Führt wie im Streitfall die Berechnung eines Teil-Unterschiedsbetrags zu einer Steuererstattung, entstehen nach § 233a Abs. 7 Satz 2 AO Erstattungszinsen frühestens ab Beginn des für diesen Teil-Unterschiedsbetrag maßgebenden Zinslaufs, d.h. frühestens 15 Monate nach dem Kalenderjahr, in dem der Verlust entstanden ist. Im Streitfall ist dies der 1.4.1998. Mit dem Wort „frühestens“ zeigt der Gesetzgeber jedoch, dass der Zinslauf auch später beginnen kann.
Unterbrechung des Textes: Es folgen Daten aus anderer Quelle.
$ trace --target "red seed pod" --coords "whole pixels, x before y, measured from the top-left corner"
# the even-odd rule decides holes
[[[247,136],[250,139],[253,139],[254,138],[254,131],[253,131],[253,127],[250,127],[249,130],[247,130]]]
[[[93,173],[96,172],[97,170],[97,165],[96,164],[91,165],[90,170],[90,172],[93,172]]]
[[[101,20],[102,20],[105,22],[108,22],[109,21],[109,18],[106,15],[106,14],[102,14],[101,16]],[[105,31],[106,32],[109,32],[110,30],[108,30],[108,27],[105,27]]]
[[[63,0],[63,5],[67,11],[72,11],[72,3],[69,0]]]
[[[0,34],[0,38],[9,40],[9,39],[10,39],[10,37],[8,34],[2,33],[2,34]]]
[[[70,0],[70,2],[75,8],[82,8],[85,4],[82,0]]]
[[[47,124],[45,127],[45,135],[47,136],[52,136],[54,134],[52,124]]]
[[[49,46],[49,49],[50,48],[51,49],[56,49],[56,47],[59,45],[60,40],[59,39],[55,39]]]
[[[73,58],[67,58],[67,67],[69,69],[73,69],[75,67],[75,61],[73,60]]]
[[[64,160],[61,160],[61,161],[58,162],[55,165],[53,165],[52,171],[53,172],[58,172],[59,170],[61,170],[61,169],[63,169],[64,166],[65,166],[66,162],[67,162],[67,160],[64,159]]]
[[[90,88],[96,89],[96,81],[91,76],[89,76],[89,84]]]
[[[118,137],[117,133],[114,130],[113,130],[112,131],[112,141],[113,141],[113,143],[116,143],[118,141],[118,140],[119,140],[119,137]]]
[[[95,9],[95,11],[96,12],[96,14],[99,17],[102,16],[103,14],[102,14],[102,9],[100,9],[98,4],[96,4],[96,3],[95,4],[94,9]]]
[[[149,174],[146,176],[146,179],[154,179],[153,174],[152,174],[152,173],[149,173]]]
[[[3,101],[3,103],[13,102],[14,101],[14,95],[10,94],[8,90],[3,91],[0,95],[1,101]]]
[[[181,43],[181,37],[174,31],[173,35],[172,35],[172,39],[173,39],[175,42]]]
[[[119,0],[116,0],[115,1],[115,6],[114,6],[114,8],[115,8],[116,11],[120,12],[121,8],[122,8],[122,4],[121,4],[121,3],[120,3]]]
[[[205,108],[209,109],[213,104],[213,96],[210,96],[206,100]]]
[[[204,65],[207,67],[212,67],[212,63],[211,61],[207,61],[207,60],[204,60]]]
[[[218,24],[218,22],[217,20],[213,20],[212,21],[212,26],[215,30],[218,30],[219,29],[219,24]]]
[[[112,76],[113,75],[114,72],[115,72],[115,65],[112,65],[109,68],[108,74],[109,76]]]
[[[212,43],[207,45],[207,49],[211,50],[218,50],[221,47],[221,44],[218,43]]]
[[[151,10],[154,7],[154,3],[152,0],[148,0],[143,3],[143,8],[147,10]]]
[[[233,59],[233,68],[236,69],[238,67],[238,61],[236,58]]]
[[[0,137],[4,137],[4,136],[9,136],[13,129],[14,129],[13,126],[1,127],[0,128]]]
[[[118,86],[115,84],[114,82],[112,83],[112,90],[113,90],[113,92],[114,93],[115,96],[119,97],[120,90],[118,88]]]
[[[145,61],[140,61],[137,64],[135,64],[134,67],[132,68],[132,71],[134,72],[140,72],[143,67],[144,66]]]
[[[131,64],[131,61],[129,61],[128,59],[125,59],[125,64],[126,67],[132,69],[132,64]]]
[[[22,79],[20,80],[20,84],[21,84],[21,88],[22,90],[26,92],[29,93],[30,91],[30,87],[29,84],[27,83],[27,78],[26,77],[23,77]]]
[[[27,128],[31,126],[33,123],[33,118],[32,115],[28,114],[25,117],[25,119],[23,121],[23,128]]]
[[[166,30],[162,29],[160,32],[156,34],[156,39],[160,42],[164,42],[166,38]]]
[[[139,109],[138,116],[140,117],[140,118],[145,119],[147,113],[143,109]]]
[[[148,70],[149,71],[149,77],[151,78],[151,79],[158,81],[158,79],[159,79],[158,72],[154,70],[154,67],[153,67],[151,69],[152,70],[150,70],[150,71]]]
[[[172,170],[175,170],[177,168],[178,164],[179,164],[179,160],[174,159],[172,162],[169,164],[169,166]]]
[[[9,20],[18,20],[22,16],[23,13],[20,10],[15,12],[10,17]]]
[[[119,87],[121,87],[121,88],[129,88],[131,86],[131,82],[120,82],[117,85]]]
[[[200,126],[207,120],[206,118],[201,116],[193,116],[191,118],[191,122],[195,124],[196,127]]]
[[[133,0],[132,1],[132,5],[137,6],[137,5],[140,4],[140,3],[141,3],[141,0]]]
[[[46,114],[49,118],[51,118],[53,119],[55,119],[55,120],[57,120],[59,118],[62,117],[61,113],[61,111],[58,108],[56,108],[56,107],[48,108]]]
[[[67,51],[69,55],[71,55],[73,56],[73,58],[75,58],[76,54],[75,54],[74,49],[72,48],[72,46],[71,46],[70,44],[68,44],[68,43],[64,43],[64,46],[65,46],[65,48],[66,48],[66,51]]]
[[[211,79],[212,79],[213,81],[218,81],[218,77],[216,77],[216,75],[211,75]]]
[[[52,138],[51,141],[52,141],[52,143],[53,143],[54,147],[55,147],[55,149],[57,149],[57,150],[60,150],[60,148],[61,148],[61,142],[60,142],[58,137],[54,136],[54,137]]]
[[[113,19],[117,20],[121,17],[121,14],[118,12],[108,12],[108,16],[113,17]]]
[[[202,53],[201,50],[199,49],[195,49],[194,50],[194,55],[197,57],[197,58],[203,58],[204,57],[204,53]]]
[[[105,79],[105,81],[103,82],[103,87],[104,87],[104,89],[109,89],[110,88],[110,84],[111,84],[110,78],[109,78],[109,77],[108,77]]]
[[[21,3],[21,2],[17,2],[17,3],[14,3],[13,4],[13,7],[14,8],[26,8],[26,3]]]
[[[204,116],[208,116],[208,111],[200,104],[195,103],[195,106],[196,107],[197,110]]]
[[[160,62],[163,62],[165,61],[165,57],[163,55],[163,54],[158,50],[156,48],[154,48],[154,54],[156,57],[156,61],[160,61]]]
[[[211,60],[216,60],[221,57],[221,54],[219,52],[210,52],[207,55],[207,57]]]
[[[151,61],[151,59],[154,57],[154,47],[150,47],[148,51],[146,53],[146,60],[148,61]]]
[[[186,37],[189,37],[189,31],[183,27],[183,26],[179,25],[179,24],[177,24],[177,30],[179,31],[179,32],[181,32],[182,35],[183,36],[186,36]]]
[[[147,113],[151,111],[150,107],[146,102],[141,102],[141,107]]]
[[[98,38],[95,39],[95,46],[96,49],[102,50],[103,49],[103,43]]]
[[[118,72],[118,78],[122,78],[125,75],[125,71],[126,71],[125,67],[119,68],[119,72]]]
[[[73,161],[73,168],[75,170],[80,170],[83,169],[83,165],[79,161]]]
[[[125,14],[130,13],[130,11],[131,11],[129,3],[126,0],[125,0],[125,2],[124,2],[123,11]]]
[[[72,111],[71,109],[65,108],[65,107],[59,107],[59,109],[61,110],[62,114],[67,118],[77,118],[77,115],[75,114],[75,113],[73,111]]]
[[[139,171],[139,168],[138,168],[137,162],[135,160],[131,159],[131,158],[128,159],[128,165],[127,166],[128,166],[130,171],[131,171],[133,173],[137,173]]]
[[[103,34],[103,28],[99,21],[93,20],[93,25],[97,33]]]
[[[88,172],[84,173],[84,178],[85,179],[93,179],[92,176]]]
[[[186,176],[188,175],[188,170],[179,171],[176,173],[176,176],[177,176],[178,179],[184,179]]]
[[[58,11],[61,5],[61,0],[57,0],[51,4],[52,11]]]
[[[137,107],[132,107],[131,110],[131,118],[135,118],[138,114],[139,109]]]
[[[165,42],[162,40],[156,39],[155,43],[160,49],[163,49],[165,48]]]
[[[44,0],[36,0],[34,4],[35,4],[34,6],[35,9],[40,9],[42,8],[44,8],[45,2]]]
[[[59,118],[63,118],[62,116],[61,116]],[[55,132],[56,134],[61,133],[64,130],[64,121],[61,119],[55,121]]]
Das kann etwa der Fall sein, wenn der Steuerpflichtige den zu erstattenden Betrag erst nach dem in § 233a Abs. 7 Satz 2 AO genannten Zeitpunkt gezahlt hat. Für die Zinsberechnung verweist § 233a Abs. 7 Satz 1 auf die Abs. 3 und 5 AO. Führt die Steuerfestsetzung zu einem Erstattungsbetrag, beginnt die Verzinsung wegen dieses Verweises erst mit dem Tag der Zahlung des zu erstattenden Betrags2.
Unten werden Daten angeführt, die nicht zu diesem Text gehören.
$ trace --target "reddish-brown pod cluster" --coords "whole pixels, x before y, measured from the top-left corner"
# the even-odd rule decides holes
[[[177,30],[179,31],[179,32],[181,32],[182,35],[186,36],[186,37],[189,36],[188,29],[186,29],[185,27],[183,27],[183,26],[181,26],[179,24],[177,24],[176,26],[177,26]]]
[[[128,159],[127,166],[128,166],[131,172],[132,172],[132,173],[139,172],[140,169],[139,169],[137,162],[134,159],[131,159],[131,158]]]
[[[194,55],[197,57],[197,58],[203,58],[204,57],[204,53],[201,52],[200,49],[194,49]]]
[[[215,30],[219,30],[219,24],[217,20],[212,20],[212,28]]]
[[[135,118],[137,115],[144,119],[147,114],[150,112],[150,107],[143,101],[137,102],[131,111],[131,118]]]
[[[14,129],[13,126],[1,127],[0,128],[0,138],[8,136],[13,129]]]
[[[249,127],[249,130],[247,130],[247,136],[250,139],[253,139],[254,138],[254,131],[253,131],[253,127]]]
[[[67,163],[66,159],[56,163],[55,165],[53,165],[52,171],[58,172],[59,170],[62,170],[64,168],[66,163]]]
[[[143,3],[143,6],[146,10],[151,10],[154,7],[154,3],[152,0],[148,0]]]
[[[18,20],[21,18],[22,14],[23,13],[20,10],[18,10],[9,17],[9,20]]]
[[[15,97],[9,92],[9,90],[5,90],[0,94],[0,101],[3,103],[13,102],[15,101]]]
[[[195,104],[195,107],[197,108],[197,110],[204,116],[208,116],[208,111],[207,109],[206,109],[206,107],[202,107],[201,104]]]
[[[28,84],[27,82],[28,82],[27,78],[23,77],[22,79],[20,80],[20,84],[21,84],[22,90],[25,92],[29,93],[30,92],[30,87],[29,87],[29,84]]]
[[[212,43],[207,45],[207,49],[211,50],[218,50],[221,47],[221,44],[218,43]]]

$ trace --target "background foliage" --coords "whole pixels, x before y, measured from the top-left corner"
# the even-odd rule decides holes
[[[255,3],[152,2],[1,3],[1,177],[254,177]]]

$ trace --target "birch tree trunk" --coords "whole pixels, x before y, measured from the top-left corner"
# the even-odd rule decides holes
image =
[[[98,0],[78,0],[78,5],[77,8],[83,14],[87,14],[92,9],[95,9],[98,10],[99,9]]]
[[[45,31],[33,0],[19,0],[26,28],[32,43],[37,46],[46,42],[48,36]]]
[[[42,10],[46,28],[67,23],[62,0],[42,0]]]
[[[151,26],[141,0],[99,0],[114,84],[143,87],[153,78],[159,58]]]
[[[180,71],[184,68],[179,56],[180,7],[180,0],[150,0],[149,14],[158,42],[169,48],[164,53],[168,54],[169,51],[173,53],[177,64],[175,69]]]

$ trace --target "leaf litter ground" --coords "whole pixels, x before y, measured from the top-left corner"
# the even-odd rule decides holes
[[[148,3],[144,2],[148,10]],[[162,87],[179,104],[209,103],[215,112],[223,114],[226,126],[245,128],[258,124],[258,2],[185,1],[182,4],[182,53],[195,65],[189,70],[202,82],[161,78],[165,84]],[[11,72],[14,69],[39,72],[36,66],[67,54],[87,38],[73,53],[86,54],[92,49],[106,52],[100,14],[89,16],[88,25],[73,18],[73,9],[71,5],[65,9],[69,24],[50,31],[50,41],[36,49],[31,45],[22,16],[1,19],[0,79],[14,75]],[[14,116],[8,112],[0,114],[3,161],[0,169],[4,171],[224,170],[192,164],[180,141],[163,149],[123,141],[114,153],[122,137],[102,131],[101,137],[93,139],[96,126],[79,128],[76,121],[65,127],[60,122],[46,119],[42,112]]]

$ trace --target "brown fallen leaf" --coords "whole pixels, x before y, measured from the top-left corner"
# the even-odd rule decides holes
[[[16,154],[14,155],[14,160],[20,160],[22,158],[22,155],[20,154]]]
Dies entspricht auch dem Sinn und Zweck des § 233a Abs. 2a AO. Dieser besteht u.a. darin, Verlustrückträge erst dann nach § 233a AO zu berücksichtigen, wenn entsprechende Liquiditätsvor- oder –nachteile vorliegen3. Dem Kläger ist jedoch erst am 17.6.2002 durch die Zahlung der Einkommensteuernachzahlungsbetrags ein Liquiditätsnachteil entstanden. Nach Ablauf der Karenzfrist (1.4.1998) lag beim Kläger noch kein Liquiditätsnachteil vor, weil er über den Betrag noch selbstständig verfügen konnte.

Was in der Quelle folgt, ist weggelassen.